Saturday, January 3, 2009

THE PINE NEEDLE STATE?

“...and they rested on the house with timber of cedar.” (I Kings 6:10)

Boy does cedar smell nice! My mother had a cedar chest. In the cedar chest she kept quilts and afghans and sweaters, and even some of our baby clothes. I have some small cedar blocks that I have placed in my own dresser, in the drawers where I store clothing. Many evergreen trees have a nice scent. Balsam fir has that classic New England Christmas tree smell!

There is one month in which I particularly think about PINE, pine needles and a pine tree smell. You’re probably thinking, “It’s DECEMBER, right?!” Actually, it’s not December - it’s January! In a number of postings I’ve mentioned that while I like some aspects of Christmas, there are some aspects of it that I don’t particularly like. When I was a kid, I LOVED the decorating! I was usually the person to climb up into the crawl space and bring down all the boxes marked “XMAS”. When I was in elementary school, we got real trees. Somewhere around 8th Grade, my Dad bought a fake tree. It was green - not one of those silver/aluminum ones, but it was kind of weird in that it was placed in a stand that rotated and played music. I loved all the decorating. It didn’t matter how long it took. It was a blast. I do remember that one year when we had a real tree, my brother Eddie knocked the tree over! After that incident, my very cautious and practical father always secured the real trees with twine tacked to the wall!

I remember my mother in her late 40s and early 50s complaining that Christmas was SO much work and responsibility and really didn’t seem worth the effort. I thought she was NUTS! Then I got into my own late 40s and early 50s, and, I kind of see her point. Don’t get me wrong. If you’ve followed the blog over the past month or so, you know this was actually the best Christmas I’ve had in over ten years!
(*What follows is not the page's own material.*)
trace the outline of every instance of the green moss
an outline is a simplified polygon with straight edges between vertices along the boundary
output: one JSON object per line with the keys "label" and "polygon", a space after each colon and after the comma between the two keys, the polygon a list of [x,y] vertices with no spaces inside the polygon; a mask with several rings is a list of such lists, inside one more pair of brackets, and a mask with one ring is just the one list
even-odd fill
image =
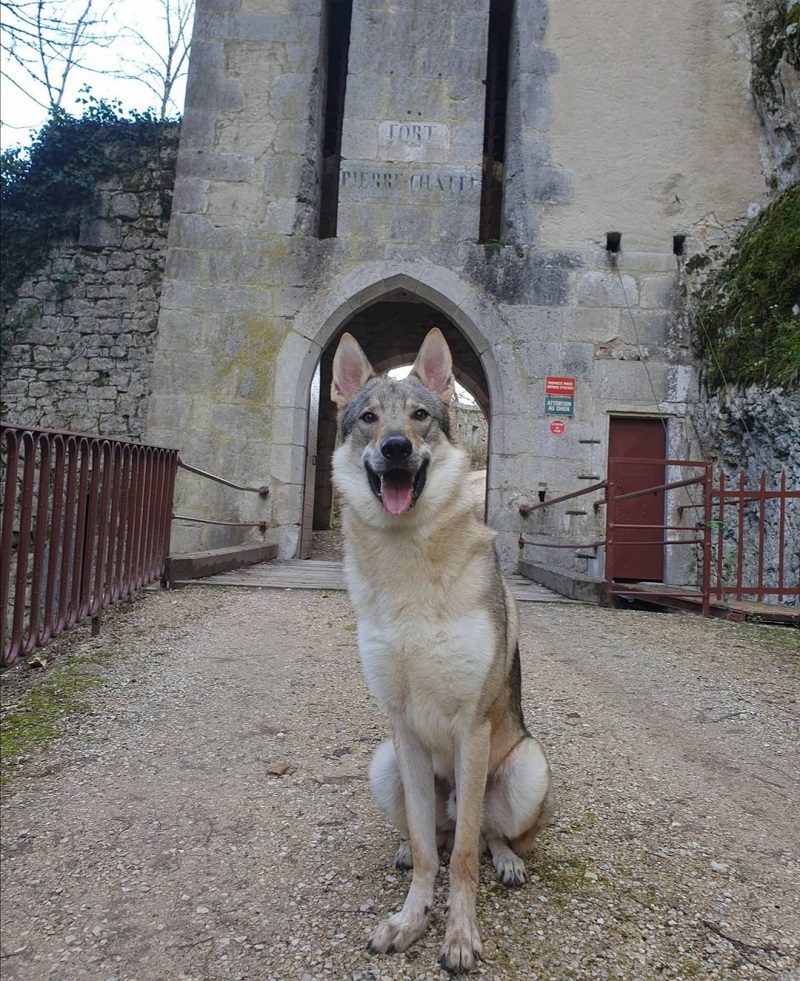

I’m often kind of melancholy at Christmas time. This year, I really enjoyed myself and was glad for the holiday. But even this year, there IS that one bummer which even those who fanatically LOVE Christmas happen to dislike...having to take everything down, including the tree.
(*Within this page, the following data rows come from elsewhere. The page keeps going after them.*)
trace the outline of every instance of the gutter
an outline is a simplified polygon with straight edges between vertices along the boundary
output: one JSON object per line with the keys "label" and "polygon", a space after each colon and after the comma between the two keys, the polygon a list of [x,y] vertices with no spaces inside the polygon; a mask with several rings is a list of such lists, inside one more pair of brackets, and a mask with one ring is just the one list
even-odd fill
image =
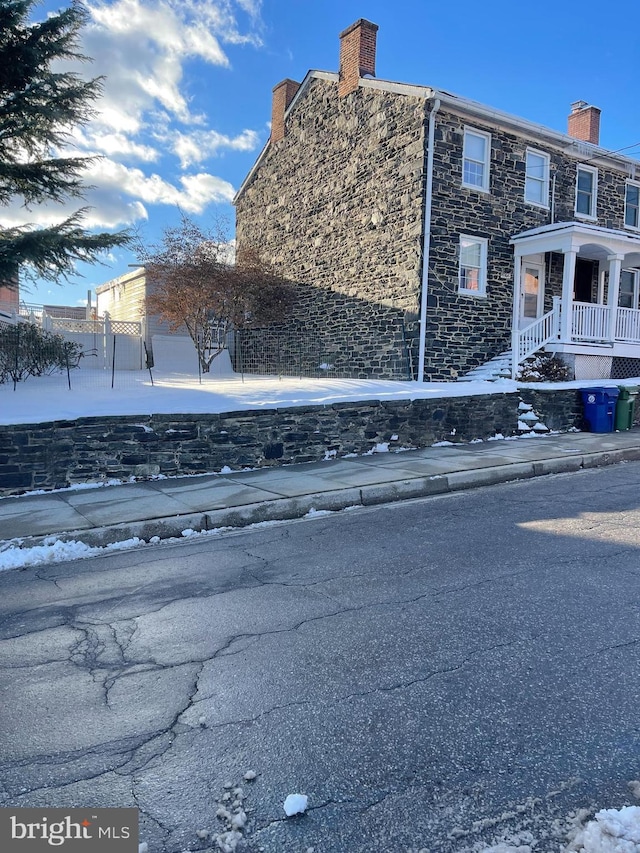
{"label": "gutter", "polygon": [[433,145],[436,113],[440,98],[436,98],[429,113],[429,141],[427,143],[427,183],[424,193],[424,228],[422,239],[422,288],[420,293],[420,349],[418,352],[418,382],[424,382],[424,357],[427,345],[427,299],[429,296],[429,253],[431,249],[431,202],[433,199]]}

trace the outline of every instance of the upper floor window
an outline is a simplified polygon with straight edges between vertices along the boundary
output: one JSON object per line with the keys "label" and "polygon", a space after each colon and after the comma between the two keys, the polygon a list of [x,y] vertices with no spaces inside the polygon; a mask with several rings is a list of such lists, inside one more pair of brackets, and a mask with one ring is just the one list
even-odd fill
{"label": "upper floor window", "polygon": [[460,235],[460,293],[485,296],[487,292],[487,241]]}
{"label": "upper floor window", "polygon": [[549,155],[527,149],[524,200],[549,207]]}
{"label": "upper floor window", "polygon": [[481,130],[464,129],[462,149],[462,185],[476,190],[489,190],[489,155],[491,135]]}
{"label": "upper floor window", "polygon": [[576,175],[576,213],[587,219],[596,218],[598,195],[598,170],[591,166],[578,166]]}
{"label": "upper floor window", "polygon": [[640,228],[640,184],[627,183],[624,199],[624,224],[629,228]]}

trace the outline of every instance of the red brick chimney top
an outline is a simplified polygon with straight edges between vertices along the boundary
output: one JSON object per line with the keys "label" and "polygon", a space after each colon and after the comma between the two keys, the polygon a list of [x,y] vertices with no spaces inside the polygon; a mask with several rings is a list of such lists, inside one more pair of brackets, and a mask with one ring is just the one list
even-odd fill
{"label": "red brick chimney top", "polygon": [[574,101],[569,114],[569,136],[583,142],[600,144],[600,110],[586,101]]}
{"label": "red brick chimney top", "polygon": [[340,97],[354,92],[361,77],[376,76],[377,32],[377,24],[360,18],[340,33]]}
{"label": "red brick chimney top", "polygon": [[299,88],[300,83],[296,83],[295,80],[290,80],[288,77],[273,87],[271,142],[279,142],[284,139],[284,114]]}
If I were passing out the rewards at the judgment seat of Christ (and boy is THAT a crazy fantasy??!!) there’d be a special reward for those who work hard in putting away the Christmas things. It’s one thing to do all the decorating. The cleanup and putting everything away which happens just 3 or 4 or MAYBE 5 weeks later can be a real letdown. Loads of people want to DECORATE for Christmas on December 2. Not too many are on hand for the cleanup on January 2 or 7 or whenever you clean the stuff up. I’m grateful that my son Jon took all the ornaments and lights off the tree. Every first week of January, I pick up the tree that I purchased just a month or so earlier, and I carry it out to the street. (Honestly, I’m ready for a fake tree, but my young adult “kids” still want a real one!) Every year I go through something that most Jewish people don’t have to worry about: all that mess of pine needles EVERYWHERE. Last year and this year have been the WORST years for pine needles all over the place! Some years, I’m still finding and cleaning up pine needles around the floor and heating grates and baseboard as late as April. In extreme years, I’m still finding pine needles around the house in July. I can tell this is going to be a pine needles in July year!

Maybe some of you Christmas tree experts can tell me how to get the Christmas tree to DRINK. I know a “fresh cut” is the key thing. We used to get the tree, then I’d saw a few inches off the bottom when we got home. When Rachel got old enough, SHE’D saw it, and she did a better job than I did. THOSE trees DRANK. I’d be filling up the stand with water constantly. The past few years and especially the past two, the trees did not drink at all. Now, the Higgins Family Christmas Tree place in Ashland gives the tree a “fresh cut” when you buy it, but I wonder if the twenty minutes or so from the time they cut the bottom to the time I get it into the stand at home is too long. Does some sap coating form and seal the bottom? I had a whole stand full of water to dump tonight. I’d like to avoid all this next year. (I know, I know, buy the fake tree!)

About fourteen years ago when my kids were in elementary school we took them on vacation one summer to Maine. Rachel and Amy’s friend Erika came along with us. One day driving through York County, Maine, we were talking and playing games, and I asked the kids a multiple choice question. It was this: Maine is known as: a) the pine tree state b) the lobster state c) the junk car state

Immediately Erika piped up with “c) the junk car state”! I guess she’d seen enough ‘59 Chevy Bel-Airs and ‘64 Dodge Polaras up on blocks at the sides of the road to come to that conclusion! Of course I announced that the answer was “a) the pine tree state”!

Well, right now I’m in “the pine needle state” and it’s in my home in Framingham!